How to combine lazy loading and pagination?

Hi everyone.

I am trying to convert a remote tabular datasource into a dask dataframe. The remote datasource is a niche tabular REST-API that utilizes a simple pagination mechanism to consume data. The user requests the first page without a cursor and is returned a subset of the result-set and a cursor. Subsequent pages are consumed using the cursor of the preceding page until no cursor is returned, signalling the end of the table.

Is there a way represent the data as a dask dataframe and have it be loaded lazily? I currently have a generator-function which loads each page and yields the result-set as a pandas dataframe. This works quite well, but means that the whole dataset has to be kept in memory before the dask dataframe can be used.
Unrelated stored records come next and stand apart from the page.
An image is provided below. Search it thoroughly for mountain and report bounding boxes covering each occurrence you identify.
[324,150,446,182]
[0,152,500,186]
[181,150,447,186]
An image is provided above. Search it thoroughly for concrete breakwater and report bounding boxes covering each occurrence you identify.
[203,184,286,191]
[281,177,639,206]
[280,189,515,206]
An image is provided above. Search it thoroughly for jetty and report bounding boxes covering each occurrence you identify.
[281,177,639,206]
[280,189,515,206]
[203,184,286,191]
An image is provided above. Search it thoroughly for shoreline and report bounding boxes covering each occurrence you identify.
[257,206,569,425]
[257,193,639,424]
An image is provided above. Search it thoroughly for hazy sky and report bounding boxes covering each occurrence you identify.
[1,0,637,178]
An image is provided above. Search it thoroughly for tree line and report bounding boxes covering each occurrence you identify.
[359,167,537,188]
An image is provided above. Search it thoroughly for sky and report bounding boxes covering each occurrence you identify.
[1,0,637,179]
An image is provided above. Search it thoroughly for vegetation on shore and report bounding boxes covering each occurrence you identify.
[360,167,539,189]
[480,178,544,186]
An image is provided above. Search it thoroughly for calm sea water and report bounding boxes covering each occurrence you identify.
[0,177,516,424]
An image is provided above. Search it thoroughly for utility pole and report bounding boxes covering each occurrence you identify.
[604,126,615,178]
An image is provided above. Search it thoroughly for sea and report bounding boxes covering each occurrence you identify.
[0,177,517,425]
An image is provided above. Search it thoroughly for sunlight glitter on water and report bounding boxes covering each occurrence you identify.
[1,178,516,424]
Simplified mock-code of what I have now:

import pandas as pd
import dask.dataframe

client = ... # Set up connection to Dask cluster

def read_data():
  cursor = None
  while True:
    rows, cursor = my_table_client.read(cursor=cursor)
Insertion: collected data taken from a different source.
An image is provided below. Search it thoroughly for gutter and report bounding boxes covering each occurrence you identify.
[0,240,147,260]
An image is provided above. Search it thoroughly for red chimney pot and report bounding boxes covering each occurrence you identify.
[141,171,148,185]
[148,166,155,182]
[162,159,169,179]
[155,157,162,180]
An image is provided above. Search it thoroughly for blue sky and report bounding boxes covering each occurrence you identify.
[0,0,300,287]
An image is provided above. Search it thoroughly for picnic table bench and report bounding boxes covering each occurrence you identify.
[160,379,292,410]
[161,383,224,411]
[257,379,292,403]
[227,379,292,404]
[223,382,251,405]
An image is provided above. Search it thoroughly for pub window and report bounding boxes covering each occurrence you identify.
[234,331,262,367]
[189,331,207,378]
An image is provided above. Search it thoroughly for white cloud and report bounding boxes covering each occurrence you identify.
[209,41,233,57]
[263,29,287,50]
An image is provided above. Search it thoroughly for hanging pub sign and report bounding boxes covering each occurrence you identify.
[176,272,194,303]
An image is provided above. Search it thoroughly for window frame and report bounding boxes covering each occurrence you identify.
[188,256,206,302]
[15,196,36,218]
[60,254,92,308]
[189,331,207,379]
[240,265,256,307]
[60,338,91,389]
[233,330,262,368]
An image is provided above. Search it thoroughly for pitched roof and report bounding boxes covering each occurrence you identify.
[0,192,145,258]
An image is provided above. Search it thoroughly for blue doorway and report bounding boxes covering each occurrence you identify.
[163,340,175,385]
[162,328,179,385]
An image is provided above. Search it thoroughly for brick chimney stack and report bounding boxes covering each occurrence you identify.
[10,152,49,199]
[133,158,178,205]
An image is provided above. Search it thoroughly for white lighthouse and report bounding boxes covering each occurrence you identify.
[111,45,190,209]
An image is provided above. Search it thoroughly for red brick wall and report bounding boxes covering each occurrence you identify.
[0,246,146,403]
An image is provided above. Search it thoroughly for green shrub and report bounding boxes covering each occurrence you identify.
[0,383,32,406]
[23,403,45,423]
    # Rows is a simple list of dictionaries
    yield client.scatter(pd.DataFrame(rows))
    if not cursor:
      break

ddf = dask.dataframe.from_map(lambda x: x.result() if not isinstance(x, pd.Dataframe) else x, read_data())
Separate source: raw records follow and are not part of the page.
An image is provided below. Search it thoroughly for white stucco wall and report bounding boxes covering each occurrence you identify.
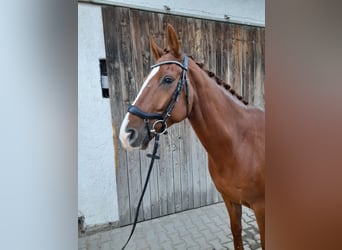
[78,3,119,226]
[81,0,264,26]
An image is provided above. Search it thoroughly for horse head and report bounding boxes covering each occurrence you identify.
[119,24,194,150]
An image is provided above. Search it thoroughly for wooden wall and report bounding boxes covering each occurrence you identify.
[102,6,265,226]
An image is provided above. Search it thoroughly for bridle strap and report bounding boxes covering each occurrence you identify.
[128,54,189,135]
[127,105,163,120]
[151,60,187,71]
[151,55,189,118]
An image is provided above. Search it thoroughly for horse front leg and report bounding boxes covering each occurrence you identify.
[253,200,265,249]
[223,198,244,250]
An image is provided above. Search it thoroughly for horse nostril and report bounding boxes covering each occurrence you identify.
[127,128,138,143]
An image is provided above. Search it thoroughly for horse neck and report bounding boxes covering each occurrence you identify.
[187,61,248,160]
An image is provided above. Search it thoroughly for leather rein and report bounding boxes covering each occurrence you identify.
[121,55,189,249]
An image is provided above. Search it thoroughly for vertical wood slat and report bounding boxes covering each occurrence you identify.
[130,10,153,221]
[102,6,265,225]
[102,7,131,226]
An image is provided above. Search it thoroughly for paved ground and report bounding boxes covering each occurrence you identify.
[78,202,261,250]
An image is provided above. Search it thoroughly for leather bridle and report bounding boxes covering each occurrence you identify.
[127,54,189,138]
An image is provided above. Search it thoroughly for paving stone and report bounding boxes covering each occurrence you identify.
[187,246,202,250]
[173,242,187,250]
[182,234,199,248]
[194,237,212,249]
[248,220,259,229]
[253,233,260,241]
[216,231,231,244]
[208,238,224,249]
[226,241,235,250]
[158,233,170,244]
[206,221,223,234]
[158,241,174,250]
[167,232,184,246]
[162,223,177,234]
[78,203,261,250]
[189,226,202,239]
[243,244,252,250]
[200,228,217,242]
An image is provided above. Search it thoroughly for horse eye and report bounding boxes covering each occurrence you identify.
[162,77,174,85]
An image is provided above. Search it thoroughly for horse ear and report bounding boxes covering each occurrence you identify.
[150,36,163,61]
[167,24,181,58]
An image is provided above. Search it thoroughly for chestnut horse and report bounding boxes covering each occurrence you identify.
[119,24,265,249]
Does anyone know how to lazy load a paginated source?

Hi @thomafred, welcome to Dask Discourse forum!

This might be a problem! Do you think you could handle this cursor object without calling read sequentially? This is the key as Dask will try to read concurrently, especially in a multiprocessing or distributed approach. This might work as is in a Threaded context, but I would not bet on it.

You can try it though, and I don’t think the code you provided implies Data has to be kept in memory. You should just not use client.Scatter, the read_data function should return Pandas DataFrame.